Network observability is the ability to easily identify and answer questions about your network in real-time, and use the information to make informed decisions to manage and optimize network resources. To facilitate and dig deeper with more insights into an ongoing network flow in real-time, we present Packet Capture Agent (PCA), an extension to the Network Observability eBPF Agent (netobserv-agent).
Historically, network observability data constituted of flow logs. A flow log record captures network flow, essentially layer 4 and 5 data. While this is useful and is extensively used for making network decisions, the question we ask is: can we do better? Is there still information hiding that we have not been able to collect/use for observability?
We argue that significant additional network information exists in network payload and that data is currently not extracted and used. For instance, in a DNS data packet the layer 4 and 5 data is the same as any other packet of the application. While looking into the packet payload, a great deal of observability information can be extracted. Example:
- Requested URLs
- Responses—i.e., success/failures
- DNS server contacted
To this end, we extended the Network Observability eBPF Agent with a Packet Capture Agent. NetObserv Operator is a Red Hat OpenShift / Kubernetes operator for network observability. It deploys a monitoring pipeline to collect and enrich network flows.
A real life scenario using packet capture capabilities
When an application is deployed, the higher level network observability focuses on the overall health of the network. Over due course of time, when a potential problem in the network is detected, it is now up to the users to take assessment and preventive actions. Assessment actions involve understanding the source of the problem.
As a first step, the netobserv flow operator can be used to identify the flows that are behaving erratically. At this point, though individual flows or a bunch of flows have been identified the real problem is still at large. But the flow information could be used to further zoom into the data plane. For example, if all the flows from a certain interface are in error, capturing packets from the interface would provide with information enough to detect the problem.
As another example, if all erring flows are through a certain port (say 53), then only visualizing packets via that port number would provide detailed information. Now since, we turn this feature on only as and when needed and the eventual packet capture is a subset of all the packets, the resource overhead is manageable.

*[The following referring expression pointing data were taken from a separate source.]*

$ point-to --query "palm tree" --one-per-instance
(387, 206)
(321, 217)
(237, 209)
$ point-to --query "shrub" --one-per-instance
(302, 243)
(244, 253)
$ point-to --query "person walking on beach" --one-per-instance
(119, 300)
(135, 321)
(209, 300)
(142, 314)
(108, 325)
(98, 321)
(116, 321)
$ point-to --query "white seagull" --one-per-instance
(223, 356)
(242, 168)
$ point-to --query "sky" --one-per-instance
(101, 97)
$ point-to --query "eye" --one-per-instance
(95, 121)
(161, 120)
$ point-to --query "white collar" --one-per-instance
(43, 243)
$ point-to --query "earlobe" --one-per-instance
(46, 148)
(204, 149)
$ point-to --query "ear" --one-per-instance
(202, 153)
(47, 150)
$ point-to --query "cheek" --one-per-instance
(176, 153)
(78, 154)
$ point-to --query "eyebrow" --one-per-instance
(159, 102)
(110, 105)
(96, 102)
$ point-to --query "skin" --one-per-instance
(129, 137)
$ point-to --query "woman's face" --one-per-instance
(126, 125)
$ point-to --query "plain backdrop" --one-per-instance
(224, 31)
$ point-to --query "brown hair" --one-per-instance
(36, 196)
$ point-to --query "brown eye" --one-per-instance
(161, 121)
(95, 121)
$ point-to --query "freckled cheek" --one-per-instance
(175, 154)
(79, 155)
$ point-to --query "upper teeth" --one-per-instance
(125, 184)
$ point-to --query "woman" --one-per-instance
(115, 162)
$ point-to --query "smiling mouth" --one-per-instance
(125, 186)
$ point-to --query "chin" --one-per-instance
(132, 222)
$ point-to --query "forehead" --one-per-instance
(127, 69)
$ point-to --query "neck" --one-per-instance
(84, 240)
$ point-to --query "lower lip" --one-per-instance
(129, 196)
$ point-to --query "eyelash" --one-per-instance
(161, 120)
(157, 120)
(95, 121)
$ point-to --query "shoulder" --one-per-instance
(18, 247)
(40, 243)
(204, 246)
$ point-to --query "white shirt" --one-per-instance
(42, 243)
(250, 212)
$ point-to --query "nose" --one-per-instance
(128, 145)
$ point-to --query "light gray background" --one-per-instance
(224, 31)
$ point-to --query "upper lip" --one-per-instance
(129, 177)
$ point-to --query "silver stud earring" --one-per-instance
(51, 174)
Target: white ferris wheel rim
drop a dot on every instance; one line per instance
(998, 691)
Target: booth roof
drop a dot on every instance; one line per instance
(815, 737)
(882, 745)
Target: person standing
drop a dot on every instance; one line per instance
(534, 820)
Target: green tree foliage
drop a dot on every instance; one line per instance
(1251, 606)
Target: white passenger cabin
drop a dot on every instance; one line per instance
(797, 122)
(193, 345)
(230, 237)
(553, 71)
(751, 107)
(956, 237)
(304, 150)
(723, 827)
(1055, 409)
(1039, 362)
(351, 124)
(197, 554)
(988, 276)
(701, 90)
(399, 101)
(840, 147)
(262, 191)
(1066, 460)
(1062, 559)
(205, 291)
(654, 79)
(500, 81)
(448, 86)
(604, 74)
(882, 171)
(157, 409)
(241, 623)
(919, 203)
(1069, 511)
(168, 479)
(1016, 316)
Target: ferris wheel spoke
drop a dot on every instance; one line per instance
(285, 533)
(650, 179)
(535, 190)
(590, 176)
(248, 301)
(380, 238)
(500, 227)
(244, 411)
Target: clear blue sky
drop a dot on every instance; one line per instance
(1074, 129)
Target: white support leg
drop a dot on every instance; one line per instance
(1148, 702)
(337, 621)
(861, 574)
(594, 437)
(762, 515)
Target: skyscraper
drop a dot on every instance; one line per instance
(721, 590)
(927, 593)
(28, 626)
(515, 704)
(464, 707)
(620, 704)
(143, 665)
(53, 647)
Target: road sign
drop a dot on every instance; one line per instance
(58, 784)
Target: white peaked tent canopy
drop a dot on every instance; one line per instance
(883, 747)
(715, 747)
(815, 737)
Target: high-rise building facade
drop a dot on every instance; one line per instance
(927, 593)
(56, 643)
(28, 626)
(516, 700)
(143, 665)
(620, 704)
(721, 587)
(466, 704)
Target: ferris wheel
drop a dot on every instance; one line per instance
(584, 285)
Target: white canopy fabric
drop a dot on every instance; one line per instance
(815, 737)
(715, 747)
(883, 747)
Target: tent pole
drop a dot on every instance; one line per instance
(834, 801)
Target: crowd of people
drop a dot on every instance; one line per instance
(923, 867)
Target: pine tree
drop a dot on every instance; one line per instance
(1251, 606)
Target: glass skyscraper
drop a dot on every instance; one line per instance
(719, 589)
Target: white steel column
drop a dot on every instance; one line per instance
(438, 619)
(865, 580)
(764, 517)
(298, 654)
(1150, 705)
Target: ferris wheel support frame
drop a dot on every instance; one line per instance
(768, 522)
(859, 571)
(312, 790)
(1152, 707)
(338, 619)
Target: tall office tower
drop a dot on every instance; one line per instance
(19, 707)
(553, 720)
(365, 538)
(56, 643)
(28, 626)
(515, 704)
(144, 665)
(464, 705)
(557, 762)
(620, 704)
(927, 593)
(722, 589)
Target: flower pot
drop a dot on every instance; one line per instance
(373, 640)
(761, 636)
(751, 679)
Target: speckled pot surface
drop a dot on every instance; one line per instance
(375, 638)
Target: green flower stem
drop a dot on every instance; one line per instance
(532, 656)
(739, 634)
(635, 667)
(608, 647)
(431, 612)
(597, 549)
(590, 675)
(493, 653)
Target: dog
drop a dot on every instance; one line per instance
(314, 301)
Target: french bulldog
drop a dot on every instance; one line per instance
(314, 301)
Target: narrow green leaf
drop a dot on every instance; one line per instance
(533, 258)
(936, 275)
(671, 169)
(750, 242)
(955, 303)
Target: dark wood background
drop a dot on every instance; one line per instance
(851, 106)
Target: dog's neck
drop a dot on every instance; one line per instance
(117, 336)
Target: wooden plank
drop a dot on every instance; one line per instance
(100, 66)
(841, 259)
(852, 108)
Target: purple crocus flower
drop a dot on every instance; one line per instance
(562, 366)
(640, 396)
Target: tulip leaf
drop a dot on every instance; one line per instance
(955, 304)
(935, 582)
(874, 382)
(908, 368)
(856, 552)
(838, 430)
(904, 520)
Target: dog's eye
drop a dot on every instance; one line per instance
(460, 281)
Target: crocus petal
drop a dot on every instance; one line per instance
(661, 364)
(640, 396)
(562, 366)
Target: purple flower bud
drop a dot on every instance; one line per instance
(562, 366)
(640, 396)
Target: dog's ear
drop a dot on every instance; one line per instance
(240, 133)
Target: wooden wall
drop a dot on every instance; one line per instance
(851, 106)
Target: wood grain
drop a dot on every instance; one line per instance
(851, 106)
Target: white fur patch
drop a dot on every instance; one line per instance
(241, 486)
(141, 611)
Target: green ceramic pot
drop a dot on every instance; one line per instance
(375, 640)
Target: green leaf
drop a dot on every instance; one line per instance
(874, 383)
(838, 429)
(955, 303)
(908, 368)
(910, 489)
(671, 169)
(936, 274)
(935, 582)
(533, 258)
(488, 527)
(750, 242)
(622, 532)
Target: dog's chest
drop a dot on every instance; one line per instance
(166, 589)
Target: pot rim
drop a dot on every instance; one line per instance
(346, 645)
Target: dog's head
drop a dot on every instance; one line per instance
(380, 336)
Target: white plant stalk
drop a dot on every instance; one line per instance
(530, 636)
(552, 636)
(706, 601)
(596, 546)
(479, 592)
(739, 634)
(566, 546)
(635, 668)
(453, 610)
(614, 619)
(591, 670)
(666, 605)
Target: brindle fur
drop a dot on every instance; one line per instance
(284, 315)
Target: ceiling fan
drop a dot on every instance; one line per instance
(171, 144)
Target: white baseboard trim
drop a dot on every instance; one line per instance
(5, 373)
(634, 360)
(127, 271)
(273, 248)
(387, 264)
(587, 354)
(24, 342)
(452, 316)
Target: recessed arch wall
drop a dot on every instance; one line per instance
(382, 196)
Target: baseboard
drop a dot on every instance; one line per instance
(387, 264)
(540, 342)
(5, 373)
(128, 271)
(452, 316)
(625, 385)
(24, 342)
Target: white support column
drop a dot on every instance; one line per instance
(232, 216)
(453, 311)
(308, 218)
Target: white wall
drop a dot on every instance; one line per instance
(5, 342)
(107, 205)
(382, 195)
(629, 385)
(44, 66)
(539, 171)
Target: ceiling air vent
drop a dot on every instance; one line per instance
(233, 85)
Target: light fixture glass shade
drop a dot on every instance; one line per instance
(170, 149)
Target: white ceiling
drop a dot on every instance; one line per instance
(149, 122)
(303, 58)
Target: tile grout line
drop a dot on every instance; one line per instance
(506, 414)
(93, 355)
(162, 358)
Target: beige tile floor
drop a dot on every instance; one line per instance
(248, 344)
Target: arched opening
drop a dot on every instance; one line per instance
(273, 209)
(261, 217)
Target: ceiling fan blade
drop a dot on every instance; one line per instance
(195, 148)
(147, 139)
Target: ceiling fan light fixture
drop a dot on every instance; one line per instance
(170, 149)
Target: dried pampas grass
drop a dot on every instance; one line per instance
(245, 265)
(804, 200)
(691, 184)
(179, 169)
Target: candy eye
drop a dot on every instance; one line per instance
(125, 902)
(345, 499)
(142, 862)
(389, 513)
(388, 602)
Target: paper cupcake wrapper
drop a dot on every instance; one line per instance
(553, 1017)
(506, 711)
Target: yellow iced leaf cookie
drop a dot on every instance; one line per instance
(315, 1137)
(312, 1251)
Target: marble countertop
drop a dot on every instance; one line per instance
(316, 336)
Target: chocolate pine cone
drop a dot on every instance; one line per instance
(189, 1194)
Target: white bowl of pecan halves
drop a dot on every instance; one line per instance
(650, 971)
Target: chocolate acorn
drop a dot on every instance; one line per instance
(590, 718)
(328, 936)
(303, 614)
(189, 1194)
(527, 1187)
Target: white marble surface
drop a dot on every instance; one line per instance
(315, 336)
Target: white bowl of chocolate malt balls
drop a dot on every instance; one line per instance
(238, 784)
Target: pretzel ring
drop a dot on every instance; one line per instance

To enable packet capture capabilities, an environment variable does the trick. Packet capture being resource intensive is turned off by default; you can turn it on with export ENABLE_PCA=true
. This is followed by setting up the filters and the port that packet capture server listens to. The capture starts only when a client (receiver) connects to it. The filter is set using environment variable PCA_FILTER
and port using PCA_SERVER_PORT
.
Packet receivers
- Wireshark: Wireshark has the ability to connect to a sender over an interface. We set Wireshark options to connect to the netobserv server and once Wireshark connects, the capture begins (Figure 1). The capture filters need to be set in advance, and Wireshark receives the PCAP stream.
- Tshark: Tshark is a network protocol analyzer. It lets you capture packet data from a live network, or read packets from a previously saved capture file, either printing a decoded form of those packets to the standard output or writing the packets to a file. See Figure 2.
Figure 2: Tshark with Packet Capture Agent. - Zeek: Zeek (formerly Bro) is a network monitoring tool. It accepts as an input a server address to connect to. We were able to connect to the netobserv-agent via Zeek and receive packets in PCAP stream.
- Custom client: In order to test packet capture agent with a modifiable client, we wrote a simple client that connects to netobserv. The packets received from the capture agent could be written to file or displayed on screen. See Figure 3.
Figure 3: Custom client with Packet Capture Agent.
Types of filters supported
The current implementation of the agent supports filters that extract a subset of protocol (TCP/UDP/SCTP) and a combination with a port number. If the packet capture is enabled with no filters specified, all the packets through the specified interface are captured and streamed to the receiver. The filter is specified by setting environment variable PCA_FILTER
.
Examples for filters:
- DNS packets:
export PCA_FILTER=udp,53
- TCP HTTP:
export PCA_FILTER=tcp,80
- TLS:
export PCA_FILTER=tcp,443
- SSL:
export PCA_FILTER=tcp,22
As a follow up, we plan to extend our filter library to include more complex and sophisticated specifications, including:
- fixed number of packets that begin each flow (e.g, first 12)
- sample of packets from a flow (e.g., 1 in N)
Resource usage
Capturing packets within the kernel and streaming them out to a client consumes resources. However, the packet capture agent is designed in a way to grab and stream packets from within the kernel using eBPF. Thus, the resource overheads only sustain for the time the capture is happening. In order to enumerate these overheads, we performed 2 sets of experiments: one for getting the memory consumption, and another for CPU usage. Both these experiments were done over a Red Hat OpenShift cluster.
In order to quantify how the resource consumption changed over different usage scenarios, we performed 6 different changes to workloads and captured them in a time series.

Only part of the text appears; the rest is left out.